Jean-Baptiste Bernadotte was probably the most successful of Napoleon’s
Marshals even though he disgraced himself, thanks to some carefully timed manoeuvring when Crown Prince of Sweden.
Rise to Marshall
Bernadotte was born into the family of a French lawyer in 1763. He joined the army aged seventeen, and benefited greatly from the chaos wrought by the French Revolution
– which he strongly supported – and rose from sub-lieutenant in 1792 to Brigadier General in 1794. He created a reputation for military ability and harsh discipline, and came to be friends with another fast rising star, Napoleon Bonaparte.
Bernadotte served as ambassador to Vienna in 1798, and then married Napoleon’s old fiancée Désirée Clary. After a period fighting in Germany he became France’s Minister of War, but he was pushed out of government by the Directory, who believed him to be a Jacobin and disliked his fame. When Napoleon seized power Bernadotte stayed neutral, then worked for the new state, and became commander of an army. It was at this point he was accused of being involved in a plot against Napoleon, although there was no evidence, and Bernadotte remained in Napoleon’s good graces enough to be made a Marshall when Napoleon became emperor.
As Napoleon was restructuring Europe he gave out new positions to his allies, and Bernadotte became governor of Hanover, and later Prince of Ponte-Corvo. Bernadotte was involved in the campaign which ended with Austerlitz
, but became unpopular during the war of the fourth coalition due to his behaviour, was present at the Battle of Wagram where his unit took heavy losses, and where his behaviour was again suspect, and he was sent away for his actions and insubordination. After returning to Paris, ostensibly to recover his health, he was told to organise the Netherlands in case Britain invaded, a task he performed well.
Crown Prince of Sweden
Bernadotte may have been in disgrace with Napoleon, but his careful – some might say kind - handling of both Hanover and Hanseastic towns and Swedish prisoners of war led to a new opportunity: the throne of Sweden. In 1809 the old King Gustav IV of Sweden had been replaced in a revolution by Charles XIII, but he was ill and without issue. A campaign to select Bernadotte was successful, Napoleon allowed Bernadotte to go and accept it in order to spread his influence, and on August 21st 1810 Bernadotte became Crown Prince Charles John. He assumed the practical control of the government and switched to the Lutheran religion.

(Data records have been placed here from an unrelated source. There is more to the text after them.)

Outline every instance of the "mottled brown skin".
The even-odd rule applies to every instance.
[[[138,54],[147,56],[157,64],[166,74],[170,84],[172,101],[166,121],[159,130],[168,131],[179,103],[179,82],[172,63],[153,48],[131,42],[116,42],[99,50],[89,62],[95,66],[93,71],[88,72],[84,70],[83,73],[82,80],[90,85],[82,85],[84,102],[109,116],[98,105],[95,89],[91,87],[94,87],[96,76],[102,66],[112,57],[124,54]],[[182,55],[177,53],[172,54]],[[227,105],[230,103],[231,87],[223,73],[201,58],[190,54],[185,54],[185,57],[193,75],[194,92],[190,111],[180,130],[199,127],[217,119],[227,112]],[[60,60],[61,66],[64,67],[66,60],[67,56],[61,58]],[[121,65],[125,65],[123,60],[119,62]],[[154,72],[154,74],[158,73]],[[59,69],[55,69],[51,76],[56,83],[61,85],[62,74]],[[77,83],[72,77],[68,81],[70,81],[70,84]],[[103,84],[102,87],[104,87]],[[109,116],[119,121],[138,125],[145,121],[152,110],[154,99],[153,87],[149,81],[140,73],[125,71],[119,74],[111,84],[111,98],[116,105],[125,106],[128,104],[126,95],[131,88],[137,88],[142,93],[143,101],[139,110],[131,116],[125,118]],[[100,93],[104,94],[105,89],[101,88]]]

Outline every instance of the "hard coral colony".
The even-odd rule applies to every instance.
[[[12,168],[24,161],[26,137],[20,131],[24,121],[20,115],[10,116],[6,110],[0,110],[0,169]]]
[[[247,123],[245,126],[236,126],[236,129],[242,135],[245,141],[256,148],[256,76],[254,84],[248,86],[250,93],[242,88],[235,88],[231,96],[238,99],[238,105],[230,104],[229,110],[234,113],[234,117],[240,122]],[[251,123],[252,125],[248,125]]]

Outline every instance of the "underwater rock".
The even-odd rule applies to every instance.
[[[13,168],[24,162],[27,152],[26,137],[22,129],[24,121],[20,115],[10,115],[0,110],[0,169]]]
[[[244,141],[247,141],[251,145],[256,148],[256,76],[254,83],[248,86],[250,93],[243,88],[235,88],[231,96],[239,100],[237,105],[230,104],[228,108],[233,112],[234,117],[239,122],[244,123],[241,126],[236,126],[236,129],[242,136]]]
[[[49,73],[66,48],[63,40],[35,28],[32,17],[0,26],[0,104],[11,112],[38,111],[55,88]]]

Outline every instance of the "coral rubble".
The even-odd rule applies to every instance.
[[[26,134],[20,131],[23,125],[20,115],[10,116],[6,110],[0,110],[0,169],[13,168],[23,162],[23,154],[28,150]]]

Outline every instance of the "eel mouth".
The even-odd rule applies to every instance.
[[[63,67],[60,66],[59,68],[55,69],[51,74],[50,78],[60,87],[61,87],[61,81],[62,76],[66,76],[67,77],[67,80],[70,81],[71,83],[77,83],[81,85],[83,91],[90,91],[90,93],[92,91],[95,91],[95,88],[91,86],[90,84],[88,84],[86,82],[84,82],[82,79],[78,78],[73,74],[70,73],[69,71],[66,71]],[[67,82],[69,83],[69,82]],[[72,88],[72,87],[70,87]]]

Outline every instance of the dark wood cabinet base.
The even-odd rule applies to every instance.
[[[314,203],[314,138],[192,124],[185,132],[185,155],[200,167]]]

Bernadotte had already drifted away from Napoleon, and was now refusing to accept his old commander’s influence. Instead he decided to try a conquest of his own to establish him and embed his dynasty: Norway. He began signing alliances which would allow him, alliances which were opposed to Napoleon. After the disaster of 1812 Bernadotte was talked into joining the sixth coalition against Bonaparte, and fought in northern Europe. The coalition victory at Leipzig allowed Bernadotte to go and defeat Denmark and take their possession of Norway, but he had to use a mixture of force and compromise (he accepted a new, liberal Norwegian constitution) to secure it. In the meantime Tsar Alexander has been hoping to make Bernadotte the new ruler of France, but the rest of the coalition feared he’d be a Russian puppet, and it became clear the French people weren’t keen. Napoleon was then defeated.
King of Sweden
Bernadotte’s claim on Sweden was supported during the Congress of Vienna by Britain and Russia, enabling him to keep the throne against the claims of the old regime, and in 1818 he became King Charles XIV John. He now resolved to rule peacefully and balance the role of Sweden in northern European affairs, but is remembered for a mixture of positive effects – good finance, economic growth – and negative ones: conservative, autocratic. He died, still on the throne, in 1844.